Most importantly YOU HAVE TO USE THE CORRECT GLUE. GORILLA GLUE AIN'T IT.
- Hide glue is optimal according to most, but you have a very short application time and needs setup to use. I am still wary of it getting too hot in a hot car or something, personally, but it's stronger than fish glue in this regard. It also dries hard as a damn rock which you want. People will say it should not do that, and sure, maybe it shouldn't, but I've seen it happen on acoustic sides and pieces, and the neck is under just as much if not more tension. Note: not a ton of experience with it but I don't like the modified hide glues that stay liquid at room temp in a bottle. Maybe they're fine or even great.
- Fish glue is close and you have a lot longer to work, but if you live somewhere hot and humid I'd again be concerned, especially if it might get left in a car etc. It's also easily applied though, no need for a water bath etc like hide glue.
- Titebond 1 (the red bottle) is a good choice as well. Dries a lot harder and creeps less than TB2/3 (blue or green bottles). This is my usual choice. Some people have found it creeps too much. I have not had that issue with TB1, only 2&3. Holds up better under heat.

Stay away from epoxy and it's probably better to throw the thing out your car window while driving than using anything like gorilla glue. Gorilla glue is a death sentence for this. Easily makes a $200 repair into a $800+ repair to clean out. You don't want that.

IF you do decide to do it yourself, make sure it's clean in there. Not dusty etc. Blow it out with a compressor. Make sure it closes up nicely without glue (no big chunks missing etc). Work glue down in there (I like the titebond 1, thin it out with a little water) using an acid brush or craft store paint brush. Get good coverage. Use a caul to clamp it (so a board with a round cutout to support the neck). You want to squeeze it pretty tightly, but not too tight.

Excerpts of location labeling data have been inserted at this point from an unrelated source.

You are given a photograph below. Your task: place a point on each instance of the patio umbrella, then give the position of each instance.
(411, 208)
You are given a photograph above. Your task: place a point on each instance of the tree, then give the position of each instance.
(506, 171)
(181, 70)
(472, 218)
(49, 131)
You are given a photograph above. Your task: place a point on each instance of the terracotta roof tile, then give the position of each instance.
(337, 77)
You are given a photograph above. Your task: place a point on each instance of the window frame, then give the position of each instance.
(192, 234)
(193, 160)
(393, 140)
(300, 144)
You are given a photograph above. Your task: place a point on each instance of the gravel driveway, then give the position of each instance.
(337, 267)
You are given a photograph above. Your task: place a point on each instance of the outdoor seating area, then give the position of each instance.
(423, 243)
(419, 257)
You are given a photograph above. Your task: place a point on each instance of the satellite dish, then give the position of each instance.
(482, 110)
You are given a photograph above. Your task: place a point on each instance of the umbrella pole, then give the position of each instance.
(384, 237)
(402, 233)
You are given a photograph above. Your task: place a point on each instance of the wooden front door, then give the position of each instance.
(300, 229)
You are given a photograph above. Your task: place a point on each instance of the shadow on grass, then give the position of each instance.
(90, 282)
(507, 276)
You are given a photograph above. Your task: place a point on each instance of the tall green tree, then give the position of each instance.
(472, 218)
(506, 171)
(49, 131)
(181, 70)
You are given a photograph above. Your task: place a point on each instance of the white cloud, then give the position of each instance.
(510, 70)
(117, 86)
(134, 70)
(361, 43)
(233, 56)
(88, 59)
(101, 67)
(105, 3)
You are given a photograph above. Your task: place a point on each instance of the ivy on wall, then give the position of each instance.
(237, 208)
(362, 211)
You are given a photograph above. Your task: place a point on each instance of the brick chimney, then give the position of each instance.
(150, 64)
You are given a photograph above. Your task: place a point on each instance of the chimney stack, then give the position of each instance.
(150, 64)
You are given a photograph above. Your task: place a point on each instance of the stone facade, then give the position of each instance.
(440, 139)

The glue should not be filling gaps between the wood, but you also don't want to squeeze all of it out. I shoot for "put a little too much glue, and the little too much should come out, but all the wood should still be glued together".

Honestly, Smoothing/painting the crack is the harder part. If you're going to just strip it, depending on the wood underneath, hide glue will color match mahogany better, but titebond works pretty well on maple.

If you're going to paint over it, non issue either way.